Omar estimated repairs at roughly $30,000: demo day to clear the interior, new framing on a collapsed wall in the back bedroom, full drywall throughout, new flooring on every level, and updated kitchen countertops. At 70% of ARV minus repairs: (0.70 × $160,000) − $30,000 = $82,000 max buy price for a rehabber.

That left Omar with a problem. His $98,000 contract was above the rehabber's ceiling. He renegotiated with the seller, got the price down to $78,000, and listed the contract to his buyer list at $90,000. A local rehabber verified the numbers, walked the property, and agreed to close at $90,000.

At closing, Omar collected a $12,000 assignment fee — no hammer swings, no renovation headaches, no carrying costs.

Pros & Cons

Advantages
  • No capital tied up — you never own the asset, so no down payment or mortgage is required
  • Fast transactions — deals can close in two to four weeks from contract to assignment fee
  • Low overhead — no renovation management, no holding costs, no repairs
  • Scalable — a proficient wholesaler can run multiple assignments simultaneously
  • Entrepreneurial entry point — accessible way to build real estate income without a license in most states
Drawbacks
  • Thin margins on competitive deals — if the contract price is too close to ARV, no buyer will pay an assignment fee on top
  • Deal-dependent income — no transaction means no income; there is no passive element to wholesaling
  • Relationship risk — a bad deal damages your reputation with your buyer list, which is your primary asset
  • Disclosure requirements — sellers and buyers must be fully informed; undisclosed assignments can create legal exposure
  • Ordinary income tax treatment — unlike long-term capital gains, assignment fees are taxed at your marginal rate

Watch Out

Assignability is not guaranteed. Some purchase agreements include a "no assignment" clause, which blocks the transfer. Always ensure your contract explicitly permits assignment before marketing it to buyers.
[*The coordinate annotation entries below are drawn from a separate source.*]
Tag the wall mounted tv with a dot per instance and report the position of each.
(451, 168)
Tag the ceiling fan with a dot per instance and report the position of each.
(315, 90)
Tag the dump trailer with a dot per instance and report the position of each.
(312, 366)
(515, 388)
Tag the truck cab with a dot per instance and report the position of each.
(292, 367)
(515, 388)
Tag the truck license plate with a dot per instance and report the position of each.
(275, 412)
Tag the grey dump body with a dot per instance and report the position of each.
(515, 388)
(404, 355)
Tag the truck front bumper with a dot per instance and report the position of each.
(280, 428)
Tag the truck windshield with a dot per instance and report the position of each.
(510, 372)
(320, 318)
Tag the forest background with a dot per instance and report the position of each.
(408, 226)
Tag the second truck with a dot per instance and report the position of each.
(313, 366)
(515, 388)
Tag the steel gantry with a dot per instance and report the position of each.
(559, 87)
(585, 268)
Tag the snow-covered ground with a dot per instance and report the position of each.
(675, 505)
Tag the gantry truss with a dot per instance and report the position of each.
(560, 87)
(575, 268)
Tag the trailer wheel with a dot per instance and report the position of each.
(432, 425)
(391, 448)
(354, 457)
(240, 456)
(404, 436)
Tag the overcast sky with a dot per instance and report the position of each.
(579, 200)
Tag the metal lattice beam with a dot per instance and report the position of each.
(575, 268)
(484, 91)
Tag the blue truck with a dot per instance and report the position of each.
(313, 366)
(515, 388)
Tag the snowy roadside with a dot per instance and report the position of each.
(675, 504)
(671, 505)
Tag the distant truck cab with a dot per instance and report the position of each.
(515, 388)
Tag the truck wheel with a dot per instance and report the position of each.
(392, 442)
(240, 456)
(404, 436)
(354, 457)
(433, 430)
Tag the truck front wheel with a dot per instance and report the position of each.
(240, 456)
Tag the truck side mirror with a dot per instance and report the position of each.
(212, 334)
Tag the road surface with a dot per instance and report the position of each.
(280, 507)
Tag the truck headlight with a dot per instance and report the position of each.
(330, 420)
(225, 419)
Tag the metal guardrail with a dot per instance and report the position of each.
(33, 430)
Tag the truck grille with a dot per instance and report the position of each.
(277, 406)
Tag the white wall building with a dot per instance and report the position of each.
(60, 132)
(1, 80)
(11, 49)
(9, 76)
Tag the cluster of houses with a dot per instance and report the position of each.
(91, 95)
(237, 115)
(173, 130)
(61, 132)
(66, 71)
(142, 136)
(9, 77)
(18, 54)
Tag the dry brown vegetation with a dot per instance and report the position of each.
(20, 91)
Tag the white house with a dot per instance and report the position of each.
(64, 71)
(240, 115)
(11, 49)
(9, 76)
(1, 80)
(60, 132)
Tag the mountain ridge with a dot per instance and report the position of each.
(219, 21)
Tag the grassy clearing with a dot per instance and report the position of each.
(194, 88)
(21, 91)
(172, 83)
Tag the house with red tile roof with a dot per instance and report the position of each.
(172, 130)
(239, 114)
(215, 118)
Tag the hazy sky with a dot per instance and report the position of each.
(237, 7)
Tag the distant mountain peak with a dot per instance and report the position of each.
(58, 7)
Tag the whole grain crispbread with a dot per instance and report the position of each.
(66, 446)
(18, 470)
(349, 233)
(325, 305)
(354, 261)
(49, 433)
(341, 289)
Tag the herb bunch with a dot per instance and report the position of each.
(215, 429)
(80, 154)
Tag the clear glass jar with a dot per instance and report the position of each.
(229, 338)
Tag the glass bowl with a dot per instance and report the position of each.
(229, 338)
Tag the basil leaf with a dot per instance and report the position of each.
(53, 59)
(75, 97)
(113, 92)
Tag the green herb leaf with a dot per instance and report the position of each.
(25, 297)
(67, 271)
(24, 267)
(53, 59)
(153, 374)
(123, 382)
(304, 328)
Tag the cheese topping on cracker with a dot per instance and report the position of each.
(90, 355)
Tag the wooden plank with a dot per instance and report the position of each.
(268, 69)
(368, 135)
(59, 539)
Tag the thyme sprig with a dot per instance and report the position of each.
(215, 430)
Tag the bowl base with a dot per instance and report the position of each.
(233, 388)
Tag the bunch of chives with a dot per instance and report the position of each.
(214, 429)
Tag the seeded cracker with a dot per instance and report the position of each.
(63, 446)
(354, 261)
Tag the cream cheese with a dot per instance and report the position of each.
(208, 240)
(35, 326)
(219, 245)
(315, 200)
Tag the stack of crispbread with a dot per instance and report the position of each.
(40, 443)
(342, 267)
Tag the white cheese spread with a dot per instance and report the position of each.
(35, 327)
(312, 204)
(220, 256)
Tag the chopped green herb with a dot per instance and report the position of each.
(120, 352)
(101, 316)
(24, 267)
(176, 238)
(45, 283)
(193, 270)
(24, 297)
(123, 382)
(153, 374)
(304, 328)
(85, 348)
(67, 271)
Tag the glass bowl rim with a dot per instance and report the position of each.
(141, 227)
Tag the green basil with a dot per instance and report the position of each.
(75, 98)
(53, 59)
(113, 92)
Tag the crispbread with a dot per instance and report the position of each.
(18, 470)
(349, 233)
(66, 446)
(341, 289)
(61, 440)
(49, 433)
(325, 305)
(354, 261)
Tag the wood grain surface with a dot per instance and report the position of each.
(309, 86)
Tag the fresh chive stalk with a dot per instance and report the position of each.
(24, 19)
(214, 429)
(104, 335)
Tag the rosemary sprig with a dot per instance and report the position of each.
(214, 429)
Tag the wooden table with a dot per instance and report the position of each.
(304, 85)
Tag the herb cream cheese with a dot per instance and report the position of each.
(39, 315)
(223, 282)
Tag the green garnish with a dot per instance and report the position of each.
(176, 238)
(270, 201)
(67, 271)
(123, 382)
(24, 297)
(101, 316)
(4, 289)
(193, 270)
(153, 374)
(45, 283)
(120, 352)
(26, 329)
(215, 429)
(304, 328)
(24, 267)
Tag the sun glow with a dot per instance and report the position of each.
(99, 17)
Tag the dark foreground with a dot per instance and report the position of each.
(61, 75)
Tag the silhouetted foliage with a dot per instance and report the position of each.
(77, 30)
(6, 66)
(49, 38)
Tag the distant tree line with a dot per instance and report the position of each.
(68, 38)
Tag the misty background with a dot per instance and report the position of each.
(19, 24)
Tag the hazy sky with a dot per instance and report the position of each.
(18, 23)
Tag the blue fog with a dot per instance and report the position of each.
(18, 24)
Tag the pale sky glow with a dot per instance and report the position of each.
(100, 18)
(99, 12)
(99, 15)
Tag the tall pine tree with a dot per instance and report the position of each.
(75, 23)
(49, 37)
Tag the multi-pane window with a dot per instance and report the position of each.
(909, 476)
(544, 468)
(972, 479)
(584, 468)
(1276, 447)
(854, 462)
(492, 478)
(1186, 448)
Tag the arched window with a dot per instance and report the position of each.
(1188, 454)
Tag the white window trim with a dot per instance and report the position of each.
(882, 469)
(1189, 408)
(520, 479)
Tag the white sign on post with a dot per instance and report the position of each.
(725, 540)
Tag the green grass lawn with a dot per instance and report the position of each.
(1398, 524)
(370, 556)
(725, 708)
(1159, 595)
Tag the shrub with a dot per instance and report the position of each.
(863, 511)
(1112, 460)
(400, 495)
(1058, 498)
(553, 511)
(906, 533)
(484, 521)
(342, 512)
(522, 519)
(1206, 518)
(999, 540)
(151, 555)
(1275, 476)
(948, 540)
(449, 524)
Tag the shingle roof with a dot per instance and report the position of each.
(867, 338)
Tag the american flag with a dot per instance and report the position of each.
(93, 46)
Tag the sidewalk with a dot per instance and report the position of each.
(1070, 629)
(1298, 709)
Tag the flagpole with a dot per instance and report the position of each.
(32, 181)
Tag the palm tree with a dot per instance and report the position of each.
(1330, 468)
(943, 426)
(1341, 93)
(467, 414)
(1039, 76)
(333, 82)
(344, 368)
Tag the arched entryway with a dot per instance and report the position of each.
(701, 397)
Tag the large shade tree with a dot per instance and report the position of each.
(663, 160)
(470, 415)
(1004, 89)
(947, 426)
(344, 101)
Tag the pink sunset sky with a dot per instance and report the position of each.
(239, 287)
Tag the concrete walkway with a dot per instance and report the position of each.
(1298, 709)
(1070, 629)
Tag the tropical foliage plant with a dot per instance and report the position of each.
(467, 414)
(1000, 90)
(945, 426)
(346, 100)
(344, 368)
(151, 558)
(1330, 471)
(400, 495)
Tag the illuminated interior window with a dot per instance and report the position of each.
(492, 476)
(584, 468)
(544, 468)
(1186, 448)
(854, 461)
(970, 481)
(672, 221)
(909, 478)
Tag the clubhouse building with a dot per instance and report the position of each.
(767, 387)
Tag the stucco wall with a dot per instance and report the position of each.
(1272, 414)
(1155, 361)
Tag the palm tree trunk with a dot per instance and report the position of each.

Some states and municipalities require a real estate license to collect a fee for facilitating a real estate transaction, even if you technically hold the contract. Verify local licensing requirements before operating.

Simultaneous closings — where funding flows through a title company the same day — are sometimes used as an alternative to explicit assignment. These involve two separate closings and require transactional funding. The accounting and disclosure rules differ from a standard assignment.

Finally, double-digit assignment fees on already-thin deals erode buyer confidence quickly. If a rehabber's analysis shows they will net only $8,000 profit after your $15,000 fee, they will walk. Price your fee based on the deal's actual spread, not on what you wish you could earn.

The Takeaway

An assignment fee is the core revenue event in real estate wholesaling. It rewards the wholesaler for finding below-market deals and connecting them to buyers who can execute. Done well — with honest pricing, full disclosure, and a warm buyer network — it is a lean, capital-light way to participate in the invest phase of real estate without owning property. Done poorly — with overpriced contracts or undisclosed terms — it alienates both sellers and buyers and creates legal risk. The fee itself is simple arithmetic. The skill is in building the pipeline that produces it consistently.